Standardized protocols were used to capture research data, including age, sex, parental and household exposures, history of inpatient and outpatient malaria treatment, malaria and other fever, and use of indoor residual spraying (IRS) in the house, insecticides, and mosquito bed nets. Both cases and controls provided research blood, saliva, and from a proportion of cases, tumor tissues samples, which were processed into aliquots and stored at -800C (see Samples Workflow below).
EMBLEM accrued 800 cases and 2900 matched population controls (see Accrual in EMBLEM below), collecting some ~50,000 vials of samples, of which ~25,000 have been shipped to The National Cancer Institute (NCI) for further study.

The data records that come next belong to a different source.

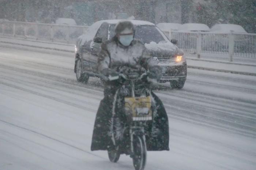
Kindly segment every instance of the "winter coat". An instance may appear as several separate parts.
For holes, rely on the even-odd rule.
[[[155,61],[147,54],[144,44],[140,41],[134,40],[130,46],[125,47],[119,43],[116,37],[114,37],[102,44],[98,70],[101,72],[105,68],[116,70],[118,66],[123,66],[134,68],[143,67],[147,70],[157,64]],[[117,82],[109,82],[105,84],[104,98],[101,101],[94,123],[91,150],[107,150],[113,146],[109,135],[110,122],[112,116],[114,95],[120,86]],[[156,137],[150,135],[146,137],[147,149],[148,151],[169,150],[169,124],[166,112],[160,99],[152,92],[151,95],[157,106],[156,113],[152,120],[154,123],[151,123],[152,125],[149,127],[148,130],[157,129],[158,133]],[[120,110],[121,109],[116,108],[115,111],[118,114]]]

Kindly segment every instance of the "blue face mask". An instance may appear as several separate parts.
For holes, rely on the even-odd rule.
[[[133,35],[120,35],[119,41],[124,46],[129,46],[133,40]]]

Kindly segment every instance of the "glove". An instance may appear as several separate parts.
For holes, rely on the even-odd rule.
[[[150,67],[148,70],[149,71],[148,73],[148,78],[156,79],[157,82],[159,82],[162,75],[161,67],[158,66],[155,66]]]
[[[119,78],[119,74],[117,72],[110,68],[105,68],[101,71],[101,74],[103,75],[102,76],[102,79],[105,81],[112,80],[111,78],[115,78],[114,79]]]
[[[112,76],[116,76],[118,75],[118,73],[115,70],[109,68],[103,69],[101,71],[101,74],[107,77],[110,75]]]

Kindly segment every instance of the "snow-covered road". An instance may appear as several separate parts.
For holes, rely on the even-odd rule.
[[[0,170],[133,170],[92,152],[99,79],[78,83],[72,54],[0,47]],[[190,69],[184,88],[155,91],[168,114],[169,151],[146,170],[256,169],[256,77]]]

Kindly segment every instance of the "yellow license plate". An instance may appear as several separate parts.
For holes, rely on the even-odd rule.
[[[125,110],[126,113],[131,115],[135,121],[152,120],[151,98],[146,97],[125,98]]]

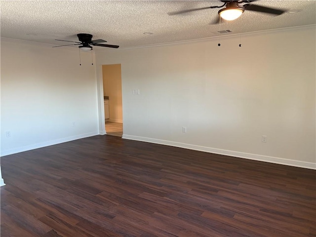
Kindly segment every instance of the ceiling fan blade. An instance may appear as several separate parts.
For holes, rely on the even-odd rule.
[[[66,45],[58,45],[58,46],[53,46],[53,48],[55,47],[62,47],[63,46],[69,46],[69,45],[79,45],[81,44],[81,43],[75,43],[75,44],[66,44]]]
[[[183,10],[182,11],[172,11],[171,12],[168,12],[167,14],[169,16],[173,16],[173,15],[178,15],[179,14],[186,13],[187,12],[190,12],[191,11],[198,11],[199,10],[204,10],[205,9],[219,8],[220,7],[222,7],[225,6],[226,4],[226,3],[225,2],[223,5],[221,6],[207,6],[206,7],[201,7],[200,8],[189,9],[188,10]]]
[[[94,43],[92,44],[94,46],[101,46],[101,47],[108,47],[109,48],[118,48],[119,47],[118,45],[112,45],[112,44],[104,44],[103,43]]]
[[[92,43],[93,45],[94,45],[95,43],[105,43],[107,41],[104,40],[91,40],[91,41],[89,42],[89,43]]]
[[[80,42],[76,42],[76,41],[63,40],[58,40],[58,41],[65,41],[65,42],[73,42],[74,43],[80,43]]]
[[[259,11],[265,13],[274,14],[275,15],[281,15],[285,12],[286,10],[281,9],[271,8],[266,6],[262,6],[253,4],[245,4],[243,6],[246,10],[250,11]]]

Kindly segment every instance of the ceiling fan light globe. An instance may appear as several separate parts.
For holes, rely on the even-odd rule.
[[[90,46],[90,47],[85,47],[85,46],[81,46],[81,47],[79,47],[80,48],[80,49],[82,50],[82,51],[90,51],[90,50],[92,50],[92,47]]]
[[[234,8],[224,8],[219,10],[218,14],[224,20],[232,21],[241,15],[244,9],[241,7]]]

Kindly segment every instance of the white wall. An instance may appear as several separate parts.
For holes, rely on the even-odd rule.
[[[121,64],[123,137],[315,168],[315,30],[298,30],[97,53]]]
[[[1,156],[99,134],[95,66],[81,56],[1,39]]]

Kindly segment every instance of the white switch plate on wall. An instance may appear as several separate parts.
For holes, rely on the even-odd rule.
[[[134,90],[134,89],[132,90],[132,94],[133,95],[139,95],[139,89],[138,89],[137,90]]]

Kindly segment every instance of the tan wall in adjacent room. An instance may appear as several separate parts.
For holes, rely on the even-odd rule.
[[[120,64],[102,65],[103,93],[109,96],[111,121],[122,122],[122,83]]]

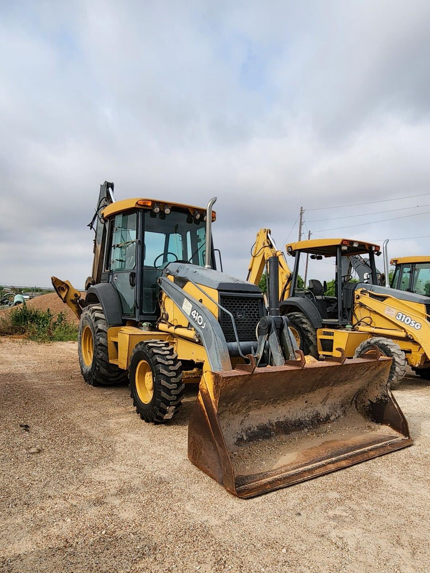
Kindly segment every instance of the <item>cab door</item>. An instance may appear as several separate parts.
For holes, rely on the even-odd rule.
[[[136,311],[137,213],[119,213],[114,221],[111,243],[110,282],[119,295],[122,314],[134,317]]]

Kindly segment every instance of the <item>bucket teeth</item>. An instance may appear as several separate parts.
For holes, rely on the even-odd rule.
[[[190,460],[249,497],[412,444],[388,386],[391,360],[343,358],[205,372]]]

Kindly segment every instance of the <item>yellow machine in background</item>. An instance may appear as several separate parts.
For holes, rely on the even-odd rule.
[[[392,258],[395,265],[391,288],[430,296],[430,256]]]
[[[277,266],[268,312],[257,286],[215,269],[215,198],[206,209],[114,202],[113,189],[101,186],[86,292],[52,277],[80,318],[88,383],[128,378],[142,419],[166,422],[184,383],[198,382],[189,459],[241,497],[412,443],[388,388],[389,360],[307,360],[279,314]]]
[[[291,243],[286,249],[294,260],[292,271],[276,249],[270,230],[260,229],[248,279],[258,284],[269,258],[279,260],[280,311],[288,318],[305,354],[315,357],[345,354],[347,358],[357,358],[374,352],[377,347],[393,359],[392,388],[400,383],[408,364],[422,378],[430,379],[428,299],[378,284],[375,256],[380,254],[379,245],[351,239],[318,239]],[[299,265],[304,254],[314,261],[335,262],[335,296],[326,296],[327,285],[316,279],[311,279],[307,288],[298,288]],[[369,282],[351,282],[350,274],[342,275],[342,260],[363,255],[369,258]]]

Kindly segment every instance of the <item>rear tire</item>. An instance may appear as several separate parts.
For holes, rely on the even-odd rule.
[[[111,386],[127,380],[127,372],[109,362],[108,324],[98,304],[85,307],[79,321],[77,351],[81,373],[92,386]]]
[[[130,395],[145,422],[166,422],[178,412],[185,387],[181,366],[168,342],[147,340],[135,346],[130,359]]]
[[[372,352],[372,348],[375,346],[384,356],[393,359],[388,382],[390,387],[393,390],[399,386],[406,374],[408,363],[405,358],[405,353],[398,344],[389,338],[369,338],[357,346],[354,358],[365,358],[366,354]]]
[[[303,312],[290,312],[287,315],[290,328],[299,349],[306,355],[318,358],[316,344],[316,329]]]

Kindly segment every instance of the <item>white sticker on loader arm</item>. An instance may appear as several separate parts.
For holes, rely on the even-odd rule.
[[[193,308],[193,305],[187,299],[183,299],[183,302],[182,303],[182,310],[185,311],[185,312],[190,316],[191,309]]]
[[[385,307],[385,314],[394,317],[396,316],[396,309],[392,307]]]

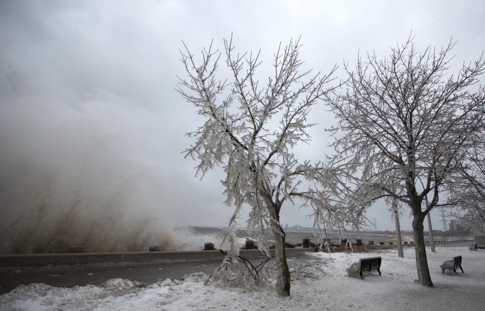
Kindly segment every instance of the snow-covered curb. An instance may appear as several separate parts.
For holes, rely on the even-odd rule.
[[[372,253],[307,253],[305,260],[318,265],[326,275],[307,284],[294,282],[292,296],[277,296],[271,288],[245,292],[238,288],[205,286],[206,276],[194,274],[183,281],[160,281],[144,288],[114,279],[104,286],[72,288],[45,284],[18,287],[0,296],[0,310],[479,310],[485,305],[485,251],[467,247],[437,248],[428,260],[434,287],[415,284],[414,251],[376,252],[382,257],[382,276],[363,281],[348,277],[345,268]],[[443,275],[439,265],[461,255],[464,274]]]

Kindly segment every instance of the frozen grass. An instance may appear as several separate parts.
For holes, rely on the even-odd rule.
[[[183,281],[167,279],[144,288],[136,282],[114,279],[104,286],[57,288],[42,284],[19,286],[0,296],[0,310],[482,310],[485,305],[485,251],[467,247],[437,247],[428,261],[434,287],[414,283],[414,251],[404,258],[396,250],[378,252],[382,276],[362,281],[347,276],[345,269],[371,253],[307,253],[305,261],[318,265],[325,276],[292,283],[292,296],[277,296],[272,289],[245,292],[238,288],[206,286],[207,276],[194,274]],[[465,274],[442,274],[439,266],[463,256]]]

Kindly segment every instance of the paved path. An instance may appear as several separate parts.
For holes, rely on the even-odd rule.
[[[464,243],[442,244],[437,247],[463,246]],[[427,251],[429,247],[426,246]],[[289,261],[304,257],[304,254],[288,256]],[[253,263],[264,258],[252,259]],[[115,278],[153,284],[159,279],[180,279],[182,276],[202,272],[211,274],[221,264],[221,260],[167,263],[103,263],[42,267],[0,268],[0,294],[8,292],[20,284],[43,283],[53,286],[72,287],[99,285]]]
[[[290,260],[294,258],[288,257]],[[259,264],[264,259],[250,260],[254,265]],[[19,285],[33,283],[71,287],[75,285],[99,285],[110,279],[121,278],[151,284],[156,283],[159,279],[180,279],[184,275],[195,272],[210,274],[221,262],[221,260],[218,260],[170,263],[104,263],[43,267],[2,268],[0,294],[9,292]]]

EMBLEM Study Case Workflow. There are three phases: Potential Case Identification and Screening, Consent, and Case Data Collection. When a BL diagnosis is confirmed, EMBLEM staff screen the subject for study eligibility. EMBLEM staff also notifies Hospital staff to enter the BL case into BL registry. If eligible, the subject may consent to participation in the study. Once consented, a subject ID is assigned, a data collection packet is obtained, and Hospital ID labels are created for data forms. The EMBLEM ID is added to Screener and then study staff complete the tasks associated with data collection: Tracking Form; Questionnaire; height/weight measurements; Primary Tumor Location Form; blood, saliva, stool, and abdominal serous effusion collection; Request Tissue Specimen; and Procedure Data (lumbar puncture, bone marrow aspirate, abdominal/chest x-ray, abdominal ultrasound.)
All subjects' hospital or clinical samples (blood and stool), which were immediately tested in the hospital or health center laboratory and the results used to treat or advise the subjects. The subjects also provided research specimens (venous blood, saliva, and tumor samples for the cases). Research samples were transported in cold boxes to field laboratories, and centrifuged to separate into plasma, buffy coat, and red cell fractions for storage at -800C.
Of 862 suspicious cases recruited, 697 (80.9%) were enrolled as eBL; 428 (61.4%) with histological confirmation. We excluded 165 suspicious cases (135 from Uganda, 12 from Tanzania, and 18 from Kenya) after histological or clinical review. Of the 2,970 population-based controls approached, 2,934 (98.8%) were enrolled; 36 controls (Uganda=17, Tanzania=5, and Kenya=14) refused to participate.
The EMBLEM workflow was streamlined into five major phases: 1) Spotting, where potential cases and controls were identified and approached; 2) Screening, where case and control eligibility was determined; 3) Enrollment, which involved consent, data sample collection, data entry and transmittal; 4) Testing which included sample testing and data cleaning; 5) Analysis and dissemination of results.